Taina Bofferding: Im Vergleich zu anderen Ministerien ist es ein kleines Ministerium. Aber es ist ein wichtiges Ressort: Die Gleichstellung ist ein Grundrecht. Es geht letztlich um eine gerechte und solidarische Gesellschaft. Es ist folglich alles andere als ein "Nice to have"-Ministerium. Wir sind in Luxemburg in der günstigen Lage, dass auf legislativer Ebene in der jüngeren Vergangenheit viel geleistet wurde. Nun müssen wir es noch schaffen, dass diese gesetzlichen Bestimmungen in unserem Alltag gelebt werden. Deshalb sehe ich für das Ministerium auch zwei große Missionen: Einerseits bestehende Ungerechtigkeiten beheben und andererseits die Gleichstellung fördern, beispielsweise, wie erwähnt, in den Gemeinden oder auch in den Schulen und Betreuungsstrukturen. 

Wort: Eine Online-Befragung hat unlängst die fehlende Gleichbehandlung bestätigt. Und doch bleibt der nächste Schritt, diese Schieflage zu begradigen, zumeist aus. 

Taina Bofferding: Was unseren Alltag immer noch sehr stark beeinflusst, sind Stereotypen, die sehr tief verwurzelt sind. Um dies zu verstehen, haben wir bei der Uni Luxemburg eine Studie in Auftrag gegeben, die die Lage der Jugendlichen hierzulande unter die Lupe nimmt. Aufgrund der daraus resultierenden wissenschaftlichen Erkenntnisse kann die Politik dann Maßnahmen ergreifen. Beispiel Berufsorientierung: Es muss uns darum gehen, Talente und Interessen zu fördern. Es kann nicht das Ziel sein, irgendeinem Schubladendenken gerecht zu werden. Genauso wenig darf es um Gleichmacherei gehen. 

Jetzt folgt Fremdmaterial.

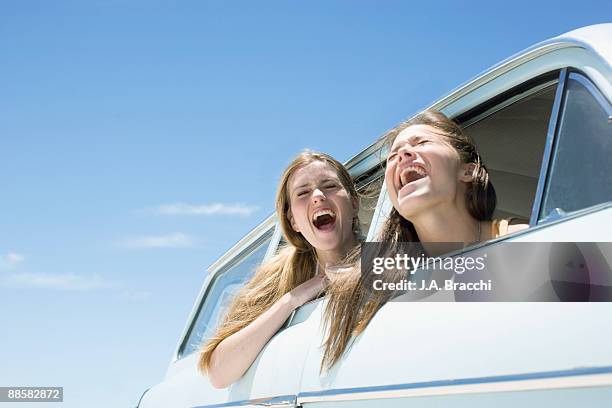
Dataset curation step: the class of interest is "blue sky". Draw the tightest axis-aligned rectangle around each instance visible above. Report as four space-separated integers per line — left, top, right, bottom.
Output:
0 0 612 407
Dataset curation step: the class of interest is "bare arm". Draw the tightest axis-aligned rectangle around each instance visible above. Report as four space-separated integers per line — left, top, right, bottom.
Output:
208 274 326 388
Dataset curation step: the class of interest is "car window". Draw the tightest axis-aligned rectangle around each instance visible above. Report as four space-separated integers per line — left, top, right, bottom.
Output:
180 231 272 357
457 74 558 220
539 73 612 222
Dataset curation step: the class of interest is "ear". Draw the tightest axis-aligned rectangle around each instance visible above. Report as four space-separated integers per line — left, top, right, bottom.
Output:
287 210 300 232
459 163 476 183
351 197 359 217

Wort: Als Innenministerin sind Sie mit einer anderen Schieflage konfrontiert: Große Hoffnungen werden nun in die Gemeinden gesetzt, die Lage am Wohnungsmarkt zu verbessern. Wie wollen Sie die Kommunen begleiten? 

Taina Bofferding: Der Wohnungsbau ist eine immense Herausforderung, die wir nur gemeinsam bewältigen können. Wir benötigen die tatkräftige Unterstützung der Gemeinden. Deshalb ist es wichtig, dass wir uns mit den Bedürfnissen der Gemeinden vertraut machen. Das geschieht zurzeit mit der Bewertung des Pacte logement, bei dessen Neuauflage das eine oder andere Instrument anders ausgerichtet wird. Im Intérieur sind wir auch dabei, bei den Baulandverträgen letzte juristische Fragen zu klären. Mit diesem Instrument schaffen wir eine Positivplanung, da es uns die Möglichkeit gibt, innerhalb bestimmter Fristen ausgewiesene Flächen zu erschließen. Und dann bleibt die Reform der Grundsteuer, um der Spekulation, die ein großes Problem ist, entgegenzuwirken. 

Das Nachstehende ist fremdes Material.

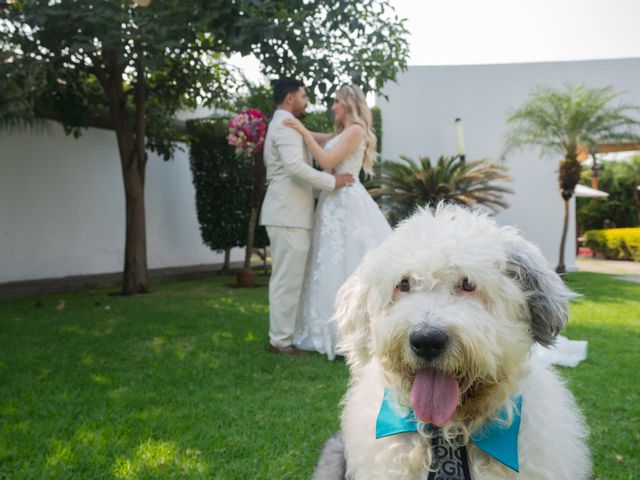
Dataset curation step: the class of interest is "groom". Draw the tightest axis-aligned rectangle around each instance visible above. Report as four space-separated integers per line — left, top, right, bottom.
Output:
260 78 353 355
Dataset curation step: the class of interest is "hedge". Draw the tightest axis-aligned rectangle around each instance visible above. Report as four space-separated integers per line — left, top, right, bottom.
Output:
584 227 640 262
187 118 269 258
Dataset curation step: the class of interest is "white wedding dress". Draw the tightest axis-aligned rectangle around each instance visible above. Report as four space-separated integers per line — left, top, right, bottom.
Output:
293 135 391 360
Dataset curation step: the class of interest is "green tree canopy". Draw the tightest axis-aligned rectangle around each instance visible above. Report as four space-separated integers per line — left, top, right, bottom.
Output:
0 0 408 294
368 157 512 225
505 84 640 273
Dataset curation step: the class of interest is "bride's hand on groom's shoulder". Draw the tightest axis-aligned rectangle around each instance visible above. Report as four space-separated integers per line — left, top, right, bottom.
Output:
282 118 306 133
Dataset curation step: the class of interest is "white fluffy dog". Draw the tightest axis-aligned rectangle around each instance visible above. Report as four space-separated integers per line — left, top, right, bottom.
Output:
314 205 591 480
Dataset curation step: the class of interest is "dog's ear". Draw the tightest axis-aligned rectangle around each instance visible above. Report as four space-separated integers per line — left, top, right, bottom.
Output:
333 269 371 368
507 235 577 347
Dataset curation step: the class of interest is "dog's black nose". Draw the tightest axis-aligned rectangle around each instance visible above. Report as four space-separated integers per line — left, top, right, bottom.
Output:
409 329 449 360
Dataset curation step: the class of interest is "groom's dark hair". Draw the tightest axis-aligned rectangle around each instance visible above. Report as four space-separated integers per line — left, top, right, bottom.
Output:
273 78 304 105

Wort: Wobei heute nichts die Gemeinden davon abhält, die Grundsteuer zu erhöhen, da es sich um eine kommunale Steuer handelt. 

Taina Bofferding: Es hat in der Vergangenheit ein paar Gemeinden gegeben, die eine Art Spekulationssteuer eingeführt haben, was jedoch mit einer Reihe von juristischen Problemen einherging. Wenn wir nun die allgemeinen Bebauungspläne überarbeitet haben, verfügen wir landesweit über verlässliche Angaben, anhand derer wir einen generellen Berechnungsmodus aufstellen können. 

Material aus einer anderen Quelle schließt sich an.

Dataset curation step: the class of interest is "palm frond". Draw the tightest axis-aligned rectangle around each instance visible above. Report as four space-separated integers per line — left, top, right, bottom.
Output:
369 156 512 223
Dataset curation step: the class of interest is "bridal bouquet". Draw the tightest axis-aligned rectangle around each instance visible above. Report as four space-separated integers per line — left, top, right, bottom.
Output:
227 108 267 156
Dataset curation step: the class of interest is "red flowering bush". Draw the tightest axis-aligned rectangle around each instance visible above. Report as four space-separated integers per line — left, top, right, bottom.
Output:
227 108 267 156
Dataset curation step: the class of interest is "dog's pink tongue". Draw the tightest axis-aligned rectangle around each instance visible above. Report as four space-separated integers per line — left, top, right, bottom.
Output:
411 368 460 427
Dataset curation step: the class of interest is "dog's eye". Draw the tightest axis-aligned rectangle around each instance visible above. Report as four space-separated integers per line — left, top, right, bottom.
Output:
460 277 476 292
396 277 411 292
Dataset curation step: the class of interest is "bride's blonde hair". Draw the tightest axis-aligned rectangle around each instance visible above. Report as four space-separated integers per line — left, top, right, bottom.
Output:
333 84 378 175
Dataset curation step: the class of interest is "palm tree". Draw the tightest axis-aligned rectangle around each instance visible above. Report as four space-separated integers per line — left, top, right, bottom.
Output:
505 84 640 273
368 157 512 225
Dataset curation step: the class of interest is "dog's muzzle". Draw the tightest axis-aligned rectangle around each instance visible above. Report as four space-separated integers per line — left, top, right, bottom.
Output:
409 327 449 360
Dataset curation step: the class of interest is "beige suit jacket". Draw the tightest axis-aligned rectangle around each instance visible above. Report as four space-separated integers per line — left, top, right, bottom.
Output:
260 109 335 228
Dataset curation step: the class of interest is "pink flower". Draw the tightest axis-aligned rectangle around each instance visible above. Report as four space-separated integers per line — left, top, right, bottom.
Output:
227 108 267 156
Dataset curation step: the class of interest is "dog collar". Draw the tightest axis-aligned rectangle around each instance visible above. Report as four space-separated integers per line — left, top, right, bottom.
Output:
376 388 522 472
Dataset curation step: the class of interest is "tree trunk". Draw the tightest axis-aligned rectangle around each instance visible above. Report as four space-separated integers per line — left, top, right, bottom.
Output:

Wort: Eben bei diesen Bebauungsplänen stehen eine ganze Reihe an Gemeinden vor dem Problem, dass sie die überarbeitete Fassung nicht fristgerecht bis zum 1. November einreichen. Eine weitere Verlängerung kommt nicht in Frage. Und dann? 

Taina Bofferding: Viele Gemeinden arbeiten derzeit mit Hochdruck daran, noch vor dem 1. November ein erstes Mal über ihren Plan d'aménagement général (PAG) abzustimmen, sodass die Prozedur lanciert ist. Die eine oder andere Kommune wird die Frist allerdings nicht einhalten, mit der Konsequenz, dass sie nach dem 1. November 2018 (sic!) weder Teilbebauungspläne annehmen noch punktuelle Anpassungen an ihrem PAG vornehmen dürfen. 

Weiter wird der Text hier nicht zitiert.